Caroline Abrahams, Charity Director of Age UK and Co-Chair of the Care and Support Alliance said: “To have as many as two and half million over-50s now living with some unmet need for care is truly astonishing, and it shows how far below an acceptable level of operation our social care services have been allowed to fall. This number is equivalent to one in eight of the entire same age population, and the lack of support must be having a huge impact on all these people’s ability to live a normal life and participate in and contribute to our society.
“There’s no doubt that the long term neglect of social care services by central Government is having very real consequences, not only for the individuals whose lives are at best diminished, and their families who often have to pick up the pieces, but for other public services too, especially the NHS. What folly it has been for our politicians to be so careless about such a crucial public service – it’s high time that changed and I hope our new Prime Minister will turn the page and take a more intelligent approach to social care.”

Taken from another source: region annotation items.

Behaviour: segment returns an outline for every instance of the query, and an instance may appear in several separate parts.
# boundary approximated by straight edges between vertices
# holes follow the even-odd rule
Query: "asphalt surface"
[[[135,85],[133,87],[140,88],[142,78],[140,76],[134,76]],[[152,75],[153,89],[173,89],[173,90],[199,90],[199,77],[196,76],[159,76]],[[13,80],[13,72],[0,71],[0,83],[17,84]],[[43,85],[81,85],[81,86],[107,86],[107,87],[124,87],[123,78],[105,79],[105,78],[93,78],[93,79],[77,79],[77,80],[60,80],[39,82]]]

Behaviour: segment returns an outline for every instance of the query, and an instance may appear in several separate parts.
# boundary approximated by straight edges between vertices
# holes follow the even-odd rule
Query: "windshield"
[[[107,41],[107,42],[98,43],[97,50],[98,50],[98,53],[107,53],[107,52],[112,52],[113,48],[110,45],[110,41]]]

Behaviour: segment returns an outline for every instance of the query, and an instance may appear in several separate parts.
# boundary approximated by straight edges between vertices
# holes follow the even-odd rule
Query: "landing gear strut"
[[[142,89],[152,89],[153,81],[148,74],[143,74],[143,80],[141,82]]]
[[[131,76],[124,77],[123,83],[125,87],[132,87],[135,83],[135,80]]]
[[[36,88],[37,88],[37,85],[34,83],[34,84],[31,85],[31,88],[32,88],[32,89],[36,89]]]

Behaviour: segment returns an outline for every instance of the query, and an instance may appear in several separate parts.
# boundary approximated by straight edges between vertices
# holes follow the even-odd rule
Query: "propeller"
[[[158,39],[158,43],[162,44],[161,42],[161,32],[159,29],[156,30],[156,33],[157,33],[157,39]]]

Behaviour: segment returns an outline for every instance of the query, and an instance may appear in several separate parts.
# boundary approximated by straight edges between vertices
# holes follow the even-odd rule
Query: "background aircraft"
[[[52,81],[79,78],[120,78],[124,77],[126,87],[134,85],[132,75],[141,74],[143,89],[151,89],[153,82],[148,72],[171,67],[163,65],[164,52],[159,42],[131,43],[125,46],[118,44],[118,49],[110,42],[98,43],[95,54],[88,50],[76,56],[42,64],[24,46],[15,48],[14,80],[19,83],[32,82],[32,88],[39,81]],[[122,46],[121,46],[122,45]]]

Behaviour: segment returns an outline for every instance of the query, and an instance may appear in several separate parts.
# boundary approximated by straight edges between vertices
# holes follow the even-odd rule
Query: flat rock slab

“At the moment, all the data point to social care becoming weaker as time goes on, not stronger, particularly when you look at the state of the workforce, where vacancies are increasing month by month. This is scarcely surprising when you consider how uncompetitive the terms and conditions in social care now are: the incoming administration must understand that they will not begin to turn the curve on quality and access in social care until they ensure care staff are properly recompensed for the incredible work they do.”
Jackie O’Sullivan, Communication Director of Mencap and Co-Chair of the Care and Support Alliance said: “These figures are shocking enough, but with the increasing staff shortages these numbers are only going to increase unless the Government takes bold and urgent action to getting social care the funding it needs.
“Many younger disabled adults are being condemned to living lives where just getting out of the house is a constant struggle, they then can’t work, volunteer or meet people. They just stay stuck inside.
“We need an urgent cash injection from the Government to address all these ongoing pressures on the system caused by the pandemic and in the longer-term need funding targeted at supporting decent pay rises for our hard-working care workforce. This is the only way the sector can get back on an even keel.
“The years of lack of investment means the scale of the challenge is huge and demands urgent action now. The millions of older and disabled people putting up with inadequate services, if they get any service at all, need the incoming PM to get a grip of the problem and aim for transformation through proper reform, but as it stands it is never going to be possible with the meagre funding allocated by the government up to now.”